A compelling and inventive memoir exploring how pain and pleasure are passed down through generations of women

For years, Lauren W. Westerfield looked back at her childhood as an imaginative playscape lovingly crafted by her artist mother. But in truth, theirs was always a fraught relationship, close yet turbulent. It wouldn’t be until her mid-twenties that Westerfield would learn that her mother was assaulted while living as a single woman in 1970s Los Angeles, or until her mid-thirties when caretaking for her now chronically ill mother during pandemic lockdown would reveal how that earlier incident and its ripple effects had shaped both their lives.

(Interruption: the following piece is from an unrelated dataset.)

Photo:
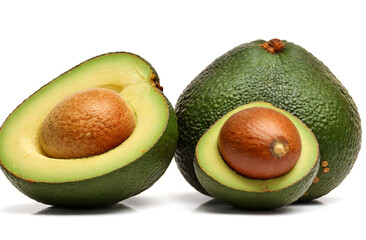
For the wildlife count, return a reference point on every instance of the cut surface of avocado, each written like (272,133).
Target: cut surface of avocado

The essays and assemblages in this book plumb the depths of two women’s experiences, exploring the pain and pleasure they find in their bodies, in culture, and in their own art. Violence, beauty, and love reverberate and dissipate and shape the forms and psyches of these two profoundly connected family members. At once raw and refined, narrative and lyrical, nostalgic and blunt, the stories and images presented here explore Westerfield’s life—from childhood to adulthood—passing through innocence, self-discovery and familial tethers. In unpacking her mother’s history and the complexities of their relationship, Westerfield finds herself confronted with her own story: one grounded in a yearning for agency and individuation, of a body and mind groomed to be at odds with one another, of a feminist politics examining deeply rooted patriarchal understandings of beauty, control, and power.

Part memoir, part critical sense-making, part reckoning with family, identity, illness, addiction, art, and inheritance, Woman House draws on diverse inspirations in an attempt to recontextualize the female body—in danger, in pleasure, in portraiture, in proximity, in resistance—and challenge the structures that silence and restrict female expression.